Pengalaman melihat satwa liar di Seek Sophie
- Jalan-jalan atau safari di mana binatangnya benar-benar liar dan tidak dijinakkan. Artinya, kamu mungkin nggak selalu ketemu satwa karena mereka secara alami cenderung menghindari manusia. Tapi justru inilah serunya—kejutan yang sesungguhnya!
- Cagar alam satwa yang beretika. Di Asia, banyak tempat perlindungan satwa yang sebenernya cuma kebun binatang selfie—di mana pengunjung bisa dekat-dekat dengan binatang untuk foto, padahal hewannya hidup dalam kondisi yang bukan habitat aslinya. Di Seek Sophie, kami hati-hati banget memilih tempat seperti ini, dan hanya menampilkan yang benar-benar menjaga alam alami satwanya—dengan ruang gerak cukup, makanan alami, dan tanpa interaksi paksa dengan manusia.

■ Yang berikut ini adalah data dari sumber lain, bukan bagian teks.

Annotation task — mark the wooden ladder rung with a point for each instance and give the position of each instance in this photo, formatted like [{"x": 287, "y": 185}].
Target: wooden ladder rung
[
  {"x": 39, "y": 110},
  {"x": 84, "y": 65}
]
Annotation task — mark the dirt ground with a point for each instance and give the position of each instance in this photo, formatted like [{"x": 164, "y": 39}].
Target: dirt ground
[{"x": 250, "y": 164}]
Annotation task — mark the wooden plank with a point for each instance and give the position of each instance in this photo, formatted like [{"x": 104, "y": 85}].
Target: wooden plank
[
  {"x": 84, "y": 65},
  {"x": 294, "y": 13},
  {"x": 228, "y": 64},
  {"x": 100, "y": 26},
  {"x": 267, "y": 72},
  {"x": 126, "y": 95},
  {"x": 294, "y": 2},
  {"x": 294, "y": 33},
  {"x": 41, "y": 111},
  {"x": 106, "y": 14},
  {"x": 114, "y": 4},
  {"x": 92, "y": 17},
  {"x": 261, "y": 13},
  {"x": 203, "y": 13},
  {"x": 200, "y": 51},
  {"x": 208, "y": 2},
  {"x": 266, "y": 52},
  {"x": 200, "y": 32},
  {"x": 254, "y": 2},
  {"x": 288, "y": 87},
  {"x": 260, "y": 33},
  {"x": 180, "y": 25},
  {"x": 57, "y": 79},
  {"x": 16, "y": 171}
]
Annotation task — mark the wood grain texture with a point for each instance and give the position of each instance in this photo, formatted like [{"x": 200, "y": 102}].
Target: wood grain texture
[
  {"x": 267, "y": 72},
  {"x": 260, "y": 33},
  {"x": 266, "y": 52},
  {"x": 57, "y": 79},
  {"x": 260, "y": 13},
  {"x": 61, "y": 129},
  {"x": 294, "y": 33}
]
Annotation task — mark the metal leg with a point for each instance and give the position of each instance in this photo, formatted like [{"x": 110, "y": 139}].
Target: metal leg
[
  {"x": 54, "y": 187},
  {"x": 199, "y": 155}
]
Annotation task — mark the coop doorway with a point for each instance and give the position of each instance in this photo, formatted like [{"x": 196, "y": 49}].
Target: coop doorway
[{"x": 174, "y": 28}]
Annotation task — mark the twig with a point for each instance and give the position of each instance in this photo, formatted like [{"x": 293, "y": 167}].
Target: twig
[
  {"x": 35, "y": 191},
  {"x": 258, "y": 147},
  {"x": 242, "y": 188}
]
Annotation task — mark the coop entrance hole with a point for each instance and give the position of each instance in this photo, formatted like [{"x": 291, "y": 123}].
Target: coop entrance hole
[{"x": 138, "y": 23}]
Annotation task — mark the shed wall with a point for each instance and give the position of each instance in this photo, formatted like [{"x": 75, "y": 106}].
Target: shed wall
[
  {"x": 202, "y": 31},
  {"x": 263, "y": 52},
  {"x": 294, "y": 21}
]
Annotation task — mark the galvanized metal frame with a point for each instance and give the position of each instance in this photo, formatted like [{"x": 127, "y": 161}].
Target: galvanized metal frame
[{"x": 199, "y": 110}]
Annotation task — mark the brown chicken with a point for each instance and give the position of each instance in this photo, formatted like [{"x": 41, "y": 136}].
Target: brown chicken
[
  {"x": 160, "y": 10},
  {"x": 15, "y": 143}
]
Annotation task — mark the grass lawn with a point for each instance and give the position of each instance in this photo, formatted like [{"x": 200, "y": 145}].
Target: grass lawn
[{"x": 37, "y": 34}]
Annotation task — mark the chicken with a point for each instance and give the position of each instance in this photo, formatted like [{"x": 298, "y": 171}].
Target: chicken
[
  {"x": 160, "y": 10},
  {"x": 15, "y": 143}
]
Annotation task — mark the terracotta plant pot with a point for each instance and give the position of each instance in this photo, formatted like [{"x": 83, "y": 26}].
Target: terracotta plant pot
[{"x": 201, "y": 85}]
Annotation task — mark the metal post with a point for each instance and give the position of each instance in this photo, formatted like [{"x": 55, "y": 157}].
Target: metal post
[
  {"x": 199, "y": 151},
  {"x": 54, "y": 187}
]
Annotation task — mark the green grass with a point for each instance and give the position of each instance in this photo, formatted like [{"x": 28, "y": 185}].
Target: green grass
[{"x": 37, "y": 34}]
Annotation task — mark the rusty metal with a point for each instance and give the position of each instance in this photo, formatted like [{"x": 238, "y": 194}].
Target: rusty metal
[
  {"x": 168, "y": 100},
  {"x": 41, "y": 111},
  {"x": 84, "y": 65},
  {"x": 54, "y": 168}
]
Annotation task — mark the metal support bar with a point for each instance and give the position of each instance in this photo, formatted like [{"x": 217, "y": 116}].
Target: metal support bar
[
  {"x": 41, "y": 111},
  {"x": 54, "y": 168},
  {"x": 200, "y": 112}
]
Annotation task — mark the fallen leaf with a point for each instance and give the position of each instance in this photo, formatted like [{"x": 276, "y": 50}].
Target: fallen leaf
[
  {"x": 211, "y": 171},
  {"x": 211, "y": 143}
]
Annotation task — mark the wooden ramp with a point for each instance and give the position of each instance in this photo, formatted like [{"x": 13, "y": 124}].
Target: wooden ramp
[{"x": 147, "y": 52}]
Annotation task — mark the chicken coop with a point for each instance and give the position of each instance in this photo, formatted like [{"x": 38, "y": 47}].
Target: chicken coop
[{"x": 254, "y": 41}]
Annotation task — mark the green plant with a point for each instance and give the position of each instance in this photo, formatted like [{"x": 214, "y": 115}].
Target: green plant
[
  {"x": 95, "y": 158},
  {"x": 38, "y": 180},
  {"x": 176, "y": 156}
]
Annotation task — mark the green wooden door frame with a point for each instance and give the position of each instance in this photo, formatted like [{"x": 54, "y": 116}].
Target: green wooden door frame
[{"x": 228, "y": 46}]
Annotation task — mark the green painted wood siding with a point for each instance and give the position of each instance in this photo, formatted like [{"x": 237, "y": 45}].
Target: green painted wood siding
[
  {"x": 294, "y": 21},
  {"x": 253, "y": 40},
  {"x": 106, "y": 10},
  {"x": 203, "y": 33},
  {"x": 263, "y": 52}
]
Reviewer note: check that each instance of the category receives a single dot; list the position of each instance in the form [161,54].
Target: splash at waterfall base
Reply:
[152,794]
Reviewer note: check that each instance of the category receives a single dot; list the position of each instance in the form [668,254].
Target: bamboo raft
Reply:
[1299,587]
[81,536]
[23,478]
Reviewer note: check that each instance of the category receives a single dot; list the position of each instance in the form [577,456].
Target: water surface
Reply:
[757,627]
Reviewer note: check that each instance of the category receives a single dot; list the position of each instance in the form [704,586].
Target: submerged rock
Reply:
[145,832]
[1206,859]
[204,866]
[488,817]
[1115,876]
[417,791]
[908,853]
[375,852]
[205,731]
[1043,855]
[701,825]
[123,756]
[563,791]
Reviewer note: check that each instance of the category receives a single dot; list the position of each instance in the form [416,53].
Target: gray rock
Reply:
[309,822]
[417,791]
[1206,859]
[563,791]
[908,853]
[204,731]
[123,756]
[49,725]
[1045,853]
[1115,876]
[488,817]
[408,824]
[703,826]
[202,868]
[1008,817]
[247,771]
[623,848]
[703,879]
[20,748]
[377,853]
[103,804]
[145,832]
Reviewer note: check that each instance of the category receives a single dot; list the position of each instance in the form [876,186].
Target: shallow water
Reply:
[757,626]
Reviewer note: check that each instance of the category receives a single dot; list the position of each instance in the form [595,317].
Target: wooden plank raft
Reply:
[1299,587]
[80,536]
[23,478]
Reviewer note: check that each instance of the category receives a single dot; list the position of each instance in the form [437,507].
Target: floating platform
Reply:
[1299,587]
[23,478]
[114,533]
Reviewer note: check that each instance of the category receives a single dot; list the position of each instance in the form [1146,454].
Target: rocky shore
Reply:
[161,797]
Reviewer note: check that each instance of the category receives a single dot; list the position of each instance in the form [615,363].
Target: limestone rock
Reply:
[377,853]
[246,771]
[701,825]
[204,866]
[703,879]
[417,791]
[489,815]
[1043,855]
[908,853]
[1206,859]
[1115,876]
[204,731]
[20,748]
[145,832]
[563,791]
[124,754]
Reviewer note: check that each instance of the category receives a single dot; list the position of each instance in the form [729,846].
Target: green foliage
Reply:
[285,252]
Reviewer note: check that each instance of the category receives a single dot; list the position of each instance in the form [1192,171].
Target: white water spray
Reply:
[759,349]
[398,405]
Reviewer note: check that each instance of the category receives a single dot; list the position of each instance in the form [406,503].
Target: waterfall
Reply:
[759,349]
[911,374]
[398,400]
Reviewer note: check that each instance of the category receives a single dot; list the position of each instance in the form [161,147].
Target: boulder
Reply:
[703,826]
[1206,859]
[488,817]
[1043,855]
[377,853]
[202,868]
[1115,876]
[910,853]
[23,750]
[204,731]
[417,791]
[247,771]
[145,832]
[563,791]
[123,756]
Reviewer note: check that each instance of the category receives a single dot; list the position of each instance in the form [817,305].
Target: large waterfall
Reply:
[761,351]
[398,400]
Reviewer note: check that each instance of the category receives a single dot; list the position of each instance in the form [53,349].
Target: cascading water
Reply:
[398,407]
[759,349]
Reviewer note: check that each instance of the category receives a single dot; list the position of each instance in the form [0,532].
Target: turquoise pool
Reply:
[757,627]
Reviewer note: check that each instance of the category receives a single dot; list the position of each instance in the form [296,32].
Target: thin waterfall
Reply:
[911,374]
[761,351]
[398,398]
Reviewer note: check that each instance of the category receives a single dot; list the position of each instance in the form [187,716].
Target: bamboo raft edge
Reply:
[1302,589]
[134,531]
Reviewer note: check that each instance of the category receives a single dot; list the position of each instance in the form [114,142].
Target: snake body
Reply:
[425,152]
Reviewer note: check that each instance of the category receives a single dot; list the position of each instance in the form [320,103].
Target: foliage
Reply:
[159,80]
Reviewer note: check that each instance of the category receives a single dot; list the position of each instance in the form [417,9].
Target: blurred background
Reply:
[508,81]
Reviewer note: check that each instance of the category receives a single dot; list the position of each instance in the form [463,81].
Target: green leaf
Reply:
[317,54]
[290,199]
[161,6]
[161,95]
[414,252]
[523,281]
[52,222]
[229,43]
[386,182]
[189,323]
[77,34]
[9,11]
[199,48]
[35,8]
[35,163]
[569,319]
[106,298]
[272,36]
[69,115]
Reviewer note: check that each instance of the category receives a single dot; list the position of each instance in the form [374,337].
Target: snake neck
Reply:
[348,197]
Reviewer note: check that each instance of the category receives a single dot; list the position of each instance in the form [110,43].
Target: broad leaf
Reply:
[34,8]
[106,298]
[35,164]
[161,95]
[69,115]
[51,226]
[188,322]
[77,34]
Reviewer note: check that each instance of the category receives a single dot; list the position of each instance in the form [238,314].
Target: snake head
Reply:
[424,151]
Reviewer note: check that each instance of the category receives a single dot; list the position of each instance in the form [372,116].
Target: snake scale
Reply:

- Pengalaman snorkeling dan menyelam. Kami juga cinta banget dunia bawah laut, dan kami pilih pemandu menyelam atau snorkeling yang menghormati ekosistem alam laut.
Batas kami jelas
- Tidak mendukung atraksi dengan satwa liar yang dikurung permanen, kami tidak dukung atraksi yang menampilkan binatang, kecuali ada bukti kuat bahwa: (i) satwa tidak diambil dari alam liar, (ii) dipelihara di lingkungan semirip mungkin habitat aslinya, dan (iii) tidak menunjukkan stres seperti mondar-mandir terus menerus.
- Tidak ada pengalaman mendekatkan diri ke satwa liar sampai mengganggu kenyamanan mereka. Ini artinya tanpa naik gajah, mengelus kucing besar, atau mengejar binatang liar demi selfie. Satwa liar secara alami menghindari manusia—kalau mereka terlihat terlalu akrab dengan manusia asing, mungkin ada perlakuan buruk di baliknya.
- Tidak dukung atraksi di mana binatang tampil hanya untuk menghibur wisatawan. Kalau binatang dipaksa tampil di depan orang asing, biasanya ada pelatihan yang keras atau kejam.
- Tidak mendukung aktivitas olahraga yang melibatkan satwa liar termasuk perburuan piala.
Mengurangi Jejak Karbon

Segala hal yang manusia lakukan, termasuk traveling, pasti keluarkan emisi karbon—itu sudah pasti. Tapi kita bisa mengurangi dampaknya. Kami cari pengalaman yang pakai bahan bakar ramah lingkungan, dan juga menyediakan pilihan makan vegetarian/vegan—supaya traveler bisa punya opsi yang lebih ramah bumi.
Kami juga mengganti emisi karbon dari setiap pengalaman dengan menanam pohon dan menjaga ekosistem penyerap karbon seperti hutan bakau. Kami tahu ini bukan solusi final, tapi setidaknya ini langkah awal yang positif.